Closing the loop: Turning old car plastics into new possibilities
Can used car parts avoid the landfill or incineration by being transformed into high-performing components for tomorrow's fleet of vehicles? Audi and LYB thought so, which was the driving force behind a collaborative effort to recover plastic parts from old vehicles and chemically convert them into high-quality resins for new car components.
Here's how it works: plastic parts from customer vehicles are recovered from repair shops and dismantled, shredded and processed via a chemical recycling process to create a pyrolysis oil that replaces virgin, fossil-based feedstocks. From there, LYB uses the pyrolysis oil in manufacturing processes to create new, high-quality and long-lasting plastics. The recycled content can be attributed to new Audi products via a mass balance approach.
This first-of-its-kind collaboration supports Audi's innovative, closed-loop plastic project, part of a circular economy strategy to use secondary materials wherever it is technically possible, economically viable and ecologically beneficial.
"At LYB, we are committed to innovative material reuse across the value chain," said Erik Licht, new business development director, Advanced Polymer Solutions in Europe. "By transforming recovered plastic waste materials with chemical recycling, we are helping to close the plastic loop — reducing virgin feedstock use and reducing waste."
Audi has already put this process into practice. In its Q8 e-tron full-electric luxury crossover sport utility vehicle, the company installed plastic seatbelt buckle covers made with LYB chemically recycled plastics.1 What's more, Audi has publicly stated that the lessons learned from this first project are helping to shape the design of Audi's future vehicle developments.
For both companies, this collaboration shows what's possible when innovation meets sustainability.
Learn more about Audi and LYB's innovative collaboration.
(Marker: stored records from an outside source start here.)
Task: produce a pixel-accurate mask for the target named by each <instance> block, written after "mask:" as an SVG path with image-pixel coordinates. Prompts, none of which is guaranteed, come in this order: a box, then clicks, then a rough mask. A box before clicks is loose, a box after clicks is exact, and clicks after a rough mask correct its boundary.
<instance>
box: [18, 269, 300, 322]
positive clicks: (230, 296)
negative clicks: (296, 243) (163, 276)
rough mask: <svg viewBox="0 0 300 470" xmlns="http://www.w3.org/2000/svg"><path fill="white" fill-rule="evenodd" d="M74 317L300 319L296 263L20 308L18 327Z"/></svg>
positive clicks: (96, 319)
1 LyondellBasell's polymer product (including fillers and additives) was manufactured from chemical recycling using 70% recycled content by weight. The recycled content was allocated by a mass balance method. This means that recycled and non-recycled feedstocks are mixed in the production process, and an amount of recycled feedstock equivalent to 70% of the Audi product was attributed using a certified mass balance accounting methodology.